Mechanical keyboards are for gamers, right? These days, you’d be hard-pressed to find one without flashing lights, massive palm rests, and programmable buttons. But what if you just want the best possible typing experience without all the glitz and glam of a gaming keyboard?

With many laptop keyboards going the way of low-travel, MacBook-like keystrokes, typing purists have found themselves left out in the cold — especially if you happened to be on a Mac. Leave it to a small, startup company to warm us up.

A mechanical keyboard that looks as good as it feels

The Taptek Keyboard is a mechanical keyboard from a company called Vinpok, known for its Apple companion products. The company’s heritage is clear, because it feels ready-made for use with an Apple product. But we aren’t calling it a lookalike. This keyboard has its own unique style, befitting of the niche nature of who this is for. Instead, imagine the Apple keyboard with the keys pulled out from the deck a few millimeters. 

The base panel is made out of a solid chunk of aluminum alloy, topped with chiclet, mechanical keys. It’s a compact design, wasting not a single millimeter of space, whether in the layout itself or in the deck. Vinpok calls it the “thinnest wireless mechanical keyboard,” sitting just high enough to allow the three millimeters of travel. That’s not as much as a gaming keyboard like the Razer BlackWidow Chroma, but it’s twice the amount of a standard laptop keyboard. 

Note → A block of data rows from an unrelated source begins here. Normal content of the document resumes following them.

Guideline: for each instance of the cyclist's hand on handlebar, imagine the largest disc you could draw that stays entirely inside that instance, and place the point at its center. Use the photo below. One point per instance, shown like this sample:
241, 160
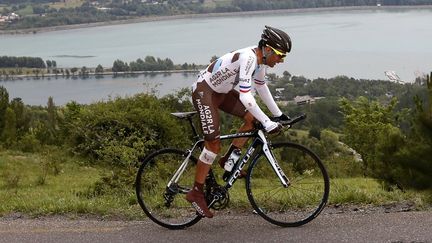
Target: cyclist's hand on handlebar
273, 127
282, 117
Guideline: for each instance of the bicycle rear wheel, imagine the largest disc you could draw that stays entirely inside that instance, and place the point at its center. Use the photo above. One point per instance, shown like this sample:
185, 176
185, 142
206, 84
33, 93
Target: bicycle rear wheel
166, 206
302, 200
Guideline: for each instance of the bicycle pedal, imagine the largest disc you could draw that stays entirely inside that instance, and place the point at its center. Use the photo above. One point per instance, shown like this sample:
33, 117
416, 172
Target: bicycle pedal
226, 175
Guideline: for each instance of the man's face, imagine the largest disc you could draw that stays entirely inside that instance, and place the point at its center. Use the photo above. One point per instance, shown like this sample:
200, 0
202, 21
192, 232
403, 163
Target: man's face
274, 57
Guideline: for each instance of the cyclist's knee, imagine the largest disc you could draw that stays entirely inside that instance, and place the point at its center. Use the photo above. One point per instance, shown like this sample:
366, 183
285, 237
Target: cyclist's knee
213, 145
210, 151
248, 120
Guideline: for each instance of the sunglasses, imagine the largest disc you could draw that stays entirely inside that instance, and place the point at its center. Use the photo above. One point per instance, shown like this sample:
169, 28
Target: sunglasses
277, 52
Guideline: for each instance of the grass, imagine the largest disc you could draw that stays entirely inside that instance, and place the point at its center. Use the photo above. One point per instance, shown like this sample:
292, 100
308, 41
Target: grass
67, 4
59, 194
22, 189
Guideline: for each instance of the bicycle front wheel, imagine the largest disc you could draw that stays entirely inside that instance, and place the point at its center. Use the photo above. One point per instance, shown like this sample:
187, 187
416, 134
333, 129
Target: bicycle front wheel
302, 200
163, 204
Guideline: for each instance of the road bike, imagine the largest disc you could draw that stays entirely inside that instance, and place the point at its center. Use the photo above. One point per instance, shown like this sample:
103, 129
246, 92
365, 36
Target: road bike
286, 183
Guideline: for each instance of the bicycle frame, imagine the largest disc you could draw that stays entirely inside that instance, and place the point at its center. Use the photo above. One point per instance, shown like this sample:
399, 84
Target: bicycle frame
260, 140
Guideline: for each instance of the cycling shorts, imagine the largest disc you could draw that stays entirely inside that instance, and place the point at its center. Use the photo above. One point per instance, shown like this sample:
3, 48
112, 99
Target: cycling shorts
207, 102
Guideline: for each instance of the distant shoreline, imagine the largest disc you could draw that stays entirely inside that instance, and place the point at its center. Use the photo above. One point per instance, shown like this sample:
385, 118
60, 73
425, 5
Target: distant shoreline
91, 74
190, 16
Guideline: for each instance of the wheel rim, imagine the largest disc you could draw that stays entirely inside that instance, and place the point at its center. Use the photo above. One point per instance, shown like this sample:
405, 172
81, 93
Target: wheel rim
153, 195
303, 200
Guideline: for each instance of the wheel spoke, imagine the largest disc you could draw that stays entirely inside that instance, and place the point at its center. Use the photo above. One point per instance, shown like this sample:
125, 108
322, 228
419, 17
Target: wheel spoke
166, 206
302, 199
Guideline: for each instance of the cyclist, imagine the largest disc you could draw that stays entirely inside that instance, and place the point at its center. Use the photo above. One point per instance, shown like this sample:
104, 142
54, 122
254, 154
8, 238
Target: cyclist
214, 89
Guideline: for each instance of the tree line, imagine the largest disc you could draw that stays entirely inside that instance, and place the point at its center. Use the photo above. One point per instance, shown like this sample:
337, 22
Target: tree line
151, 63
45, 16
395, 143
29, 62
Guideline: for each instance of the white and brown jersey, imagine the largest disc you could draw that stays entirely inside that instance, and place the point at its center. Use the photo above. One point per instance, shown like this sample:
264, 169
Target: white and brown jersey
237, 67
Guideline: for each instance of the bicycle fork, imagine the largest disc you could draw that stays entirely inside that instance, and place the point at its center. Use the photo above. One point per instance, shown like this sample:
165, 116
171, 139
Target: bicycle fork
270, 158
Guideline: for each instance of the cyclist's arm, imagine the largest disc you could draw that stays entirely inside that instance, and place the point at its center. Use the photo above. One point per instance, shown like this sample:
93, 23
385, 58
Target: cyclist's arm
247, 66
264, 93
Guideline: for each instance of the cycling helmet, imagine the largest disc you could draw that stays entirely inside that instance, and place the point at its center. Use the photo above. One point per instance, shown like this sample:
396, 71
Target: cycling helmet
276, 38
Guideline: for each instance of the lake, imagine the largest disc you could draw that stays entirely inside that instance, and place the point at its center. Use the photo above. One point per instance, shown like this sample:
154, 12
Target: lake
357, 43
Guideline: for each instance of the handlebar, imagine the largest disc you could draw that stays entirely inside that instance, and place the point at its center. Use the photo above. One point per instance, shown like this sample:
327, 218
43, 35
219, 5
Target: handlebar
294, 120
287, 123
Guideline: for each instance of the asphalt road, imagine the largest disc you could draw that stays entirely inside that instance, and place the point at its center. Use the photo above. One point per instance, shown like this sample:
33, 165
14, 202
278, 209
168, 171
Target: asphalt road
328, 227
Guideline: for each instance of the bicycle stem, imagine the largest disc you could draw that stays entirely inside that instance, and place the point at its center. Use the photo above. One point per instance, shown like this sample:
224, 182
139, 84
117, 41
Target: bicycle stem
270, 158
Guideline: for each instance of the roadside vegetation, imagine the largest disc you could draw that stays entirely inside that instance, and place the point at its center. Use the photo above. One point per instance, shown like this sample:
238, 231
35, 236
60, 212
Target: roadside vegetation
82, 158
47, 13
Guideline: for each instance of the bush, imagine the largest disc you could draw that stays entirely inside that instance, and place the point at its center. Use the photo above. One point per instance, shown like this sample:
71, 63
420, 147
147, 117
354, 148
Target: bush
120, 131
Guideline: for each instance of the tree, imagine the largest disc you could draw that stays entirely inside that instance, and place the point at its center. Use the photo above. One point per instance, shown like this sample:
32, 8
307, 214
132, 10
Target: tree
4, 103
74, 70
99, 69
8, 136
365, 121
21, 115
49, 63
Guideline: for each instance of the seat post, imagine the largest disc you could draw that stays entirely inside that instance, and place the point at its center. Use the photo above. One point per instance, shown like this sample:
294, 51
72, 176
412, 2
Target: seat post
193, 128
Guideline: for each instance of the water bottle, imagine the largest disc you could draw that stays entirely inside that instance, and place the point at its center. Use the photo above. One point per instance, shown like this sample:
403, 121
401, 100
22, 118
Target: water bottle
234, 156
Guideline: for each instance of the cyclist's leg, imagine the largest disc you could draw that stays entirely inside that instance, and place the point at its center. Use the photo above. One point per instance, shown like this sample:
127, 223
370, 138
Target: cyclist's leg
206, 102
233, 105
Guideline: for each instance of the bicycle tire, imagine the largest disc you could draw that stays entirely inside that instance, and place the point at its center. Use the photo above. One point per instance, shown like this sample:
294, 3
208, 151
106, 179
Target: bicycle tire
302, 200
151, 182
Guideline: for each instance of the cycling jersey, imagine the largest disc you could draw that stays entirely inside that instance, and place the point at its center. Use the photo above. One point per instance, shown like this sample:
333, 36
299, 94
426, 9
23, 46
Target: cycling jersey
240, 67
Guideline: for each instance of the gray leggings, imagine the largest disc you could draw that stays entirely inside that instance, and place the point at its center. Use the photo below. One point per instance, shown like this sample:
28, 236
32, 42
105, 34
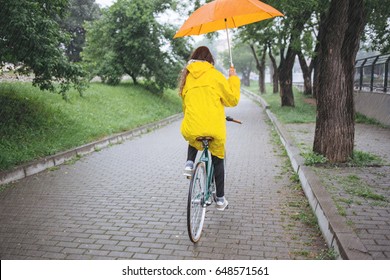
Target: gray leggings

If you’ve never used a mechanical keyboard before, the depth of the travel is guaranteed to throw you off at first. It feels (and sounds) fundamentally unlike a conventional keyboard. But after a day of using a keyboard like this, you’ll be typing faster and cleaner than ever. Vinpok developed its own switches in-house, though the company says the typing experience is similar to standard Cherry MX switches.

For Mac, the layout is nearly perfect. The Function, Control, Option, and Command keys are all in the right places.

The black keys are individually backlit, and even have a number of different preset effects. It’s an interesting choice for a product made explicitly as a non-gaming peripheral — but hey, why not? The twenty lighting patterns are fun to try out, but you can always default to a nice, simple blue, or roll with no backlighting at all. The keyboard even comes with an impressive five levels of keyboard brightness.

Everything including the sound, color, and tactile feedback make typing downright enjoyable, even if you’re just writing up an email or business report. 

Built with MacOS in mind

The Taptek keyboard works with iOS, MacOS, Windows, and even Android devices. For Mac, the layout is nearly perfect. The Function, Control, Option, and Command keys are all in the right places, and the key commands work flawlessly. If you happen to have a Touch Bar on your MacBook Pro that you don’t like, you’ll be happy to return to the physical row of function keys, as well.

Vinpok Taptek Keyboard Impressions
Riley Young/Digital Trends

It’s less intuitive on Windows, however. The flipped locations of the function and control keys makes reflexive key commands a hassle to re-learn. Switching these would’ve been an easy fix (and wouldn’t have affected Mac users much), but Vinpok chose to stay true to the Apple layout. It’s obvious what platform the keyboard was made for.

There’s also one problem with the layout, regardless of what platform you use. The placement of the up arrow key. Instead of shrinking it down (like on many laptop keyboards), Vinpok inserted it between the Shift key and the question mark. We found ourselves constantly hitting the up arrow instead of shift, causing more than a few typos in Slack messages.

The Taptek can be connected via Bluetooth or wired micro-USB, and both work great.

It’s not the first time we’ve seen this mistake, in fact, Razer made the same decision on its newest Blade gaming laptop — but that doesn’t make it any more forgivable. It doesn’t outright ruin the typing experience, but it’s certainly a blemish on the otherwise heavenly MacOS typing experience.

The keyboard can be connected with either Bluetooth or with a wired, micro-USB connection, and both work great regardless of the platform or device. Typing even worked well on an Android smartphone.

A perfectly niche keyboard

There are plenty of Apple fans who dislike the MacBook Pro’s keyboard, but we doubt many of them have spent time with a mechanical keyboard. According to Vinpok, 99 percent of mechanical keyboards are designed for PCs and aimed towards gamers. For that reason, the Taptek Keyboard will always be a niche product — but if you’re part of that niche, well, you’re going to love it.

The Taptek keyboard is currently available for pre-order, and will be officially released in mid-September. It’s price at $90, and will also come in a variant with white keycaps.